Distributed Caching Layer for VCS
Distributed caching patterns for performance optimization.
Last modified on March 1, 2026
Problem Statement & Constraints
Implement a distributed caching layer for a version control system to cache frequently accessed objects and hashes, reducing I/O operations and improving performance. The cache must handle high concurrency, provide thread-safe access, and dynamically manage memory usage while maintaining low latency for read-heavy workloads.
Functional Requirements
- Cache Git objects (blobs, trees, commits) and metadata.
- Support cache invalidation and eviction policies.
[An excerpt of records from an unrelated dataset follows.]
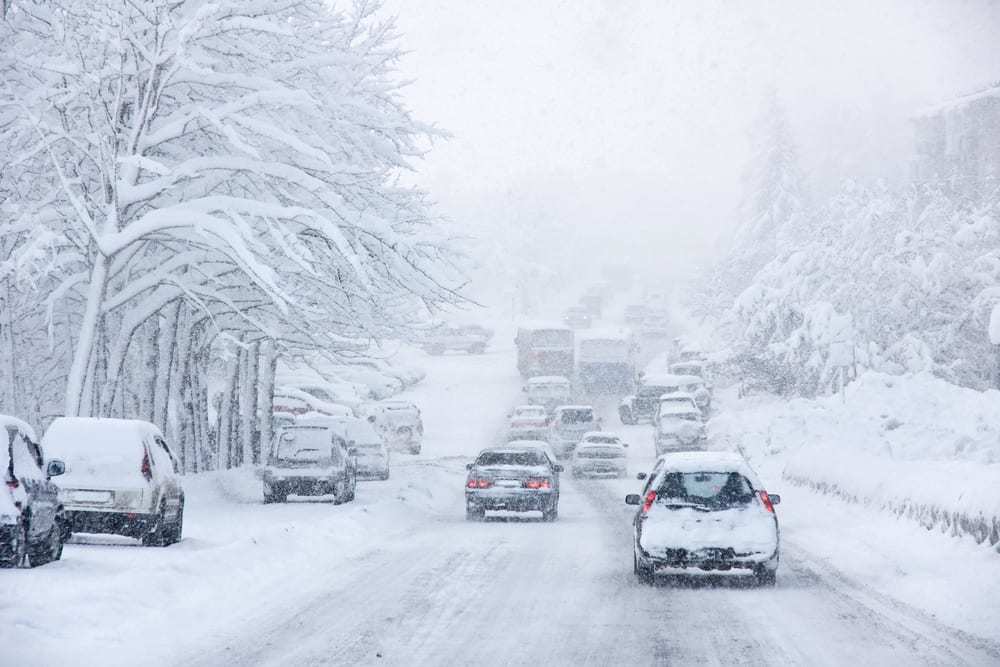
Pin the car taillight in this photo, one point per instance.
(650, 499)
(764, 498)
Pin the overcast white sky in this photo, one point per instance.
(627, 119)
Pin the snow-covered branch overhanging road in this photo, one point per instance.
(399, 577)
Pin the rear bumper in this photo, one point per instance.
(721, 559)
(512, 500)
(129, 524)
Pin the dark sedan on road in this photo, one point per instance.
(516, 479)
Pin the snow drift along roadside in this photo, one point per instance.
(912, 445)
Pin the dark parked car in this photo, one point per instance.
(516, 479)
(32, 524)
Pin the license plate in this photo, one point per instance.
(92, 496)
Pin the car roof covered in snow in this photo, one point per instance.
(548, 379)
(610, 333)
(98, 434)
(537, 325)
(669, 379)
(8, 422)
(711, 461)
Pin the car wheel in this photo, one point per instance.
(157, 537)
(766, 577)
(18, 548)
(644, 573)
(48, 550)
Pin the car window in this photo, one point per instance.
(511, 459)
(717, 490)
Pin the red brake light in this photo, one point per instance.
(650, 499)
(764, 498)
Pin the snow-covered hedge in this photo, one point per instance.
(913, 445)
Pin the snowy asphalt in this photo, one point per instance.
(400, 577)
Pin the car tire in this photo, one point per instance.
(19, 549)
(765, 577)
(643, 573)
(49, 550)
(158, 536)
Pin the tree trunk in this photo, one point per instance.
(88, 333)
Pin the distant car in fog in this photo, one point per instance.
(600, 454)
(678, 428)
(704, 513)
(568, 425)
(309, 458)
(577, 317)
(471, 338)
(514, 479)
(548, 391)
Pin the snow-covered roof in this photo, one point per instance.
(96, 434)
(548, 379)
(8, 422)
(711, 461)
(543, 325)
(959, 102)
(610, 333)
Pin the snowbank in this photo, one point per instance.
(913, 445)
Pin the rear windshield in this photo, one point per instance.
(601, 453)
(307, 444)
(582, 416)
(511, 459)
(553, 338)
(718, 490)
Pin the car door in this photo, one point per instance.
(43, 495)
(169, 469)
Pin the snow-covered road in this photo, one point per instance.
(399, 577)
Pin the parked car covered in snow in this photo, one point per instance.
(32, 522)
(309, 458)
(548, 391)
(599, 454)
(121, 477)
(704, 512)
(641, 406)
(471, 338)
(678, 428)
(515, 479)
(399, 423)
(568, 425)
(577, 317)
(528, 422)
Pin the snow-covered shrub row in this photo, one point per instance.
(913, 445)
(191, 190)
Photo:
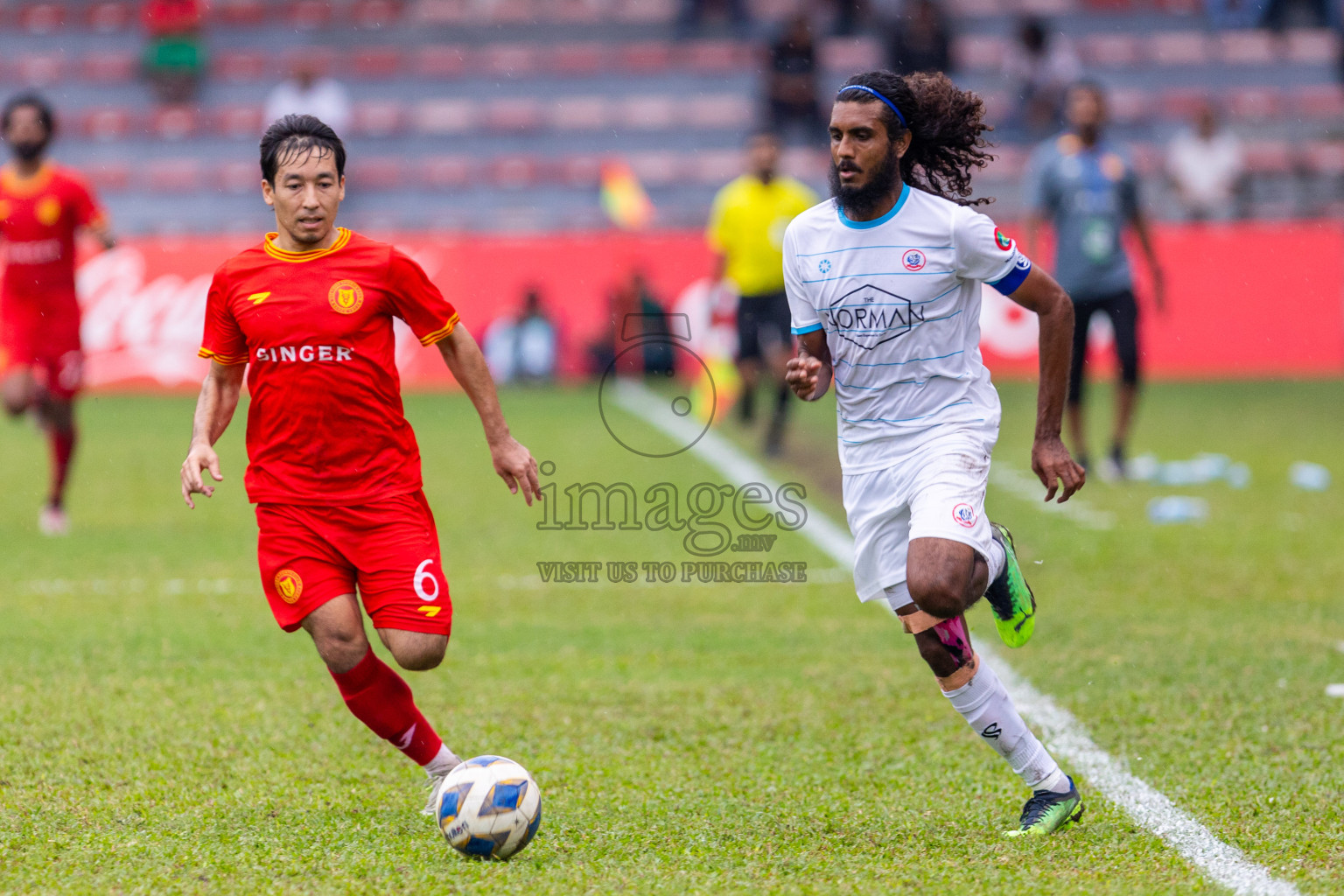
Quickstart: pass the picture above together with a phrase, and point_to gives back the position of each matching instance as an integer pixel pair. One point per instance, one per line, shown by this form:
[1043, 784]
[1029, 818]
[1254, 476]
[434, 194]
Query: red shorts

- Provide thread-safe concurrent access.
Non-Functional Requirements
- Scale: 100k cache operations/sec; multi-node sharding.
- Availability: 99.9% cache hit availability.
- Consistency: Eventual consistency (cache-aside pattern).
- Latency: P99 < 10ms for cache hits; P99 < 100ms on miss.
- Workload Profile:
- Read:Write ratio: ~95:5
- Peak throughput: 100k ops/sec
- Retention: dynamic LRU eviction
High-Level Architecture
App Servers behind a Load Balancer query a distributed cache using a cache-aside pattern. On a miss, servers fetch from the backend and populate the cache. The cache replicates data across shards to distribute load and tolerate node failures.
Data Design
Prefixed keys namespace the cache, allowing distinct eviction strategies for different object types (blobs, indexes). Internal metadata tracks the consistent hash ring and real-time node health.
Cache Key-Space (KV)
| Prefix | Key Format | Value Type | Description |
|---|---|---|---|
obj: | obj:<sha1> | Compressed Blob | Git objects (blobs, trees, commits). |
idx: | idx:<pack_id> | Byte Array | Pack-index offsets for object lookups. |
ref: | ref:<branch_path> | SHA1 String | Branch heads and lightweight tags. |
Node Metadata (Shared State/Config)
| Field | Type | Description |
|---|---|---|
consistent_hash_ring | Range Map | Mapping of hash ranges to physical node IDs. |
node_status | Hash Map | Health and load metrics per node (Heartbeat). |
Deep Dive & Trade-offs
Deep Dive
Consistent hashing: Virtual nodes evenly distribute shards and limit rebalancing overhead during cluster scaling.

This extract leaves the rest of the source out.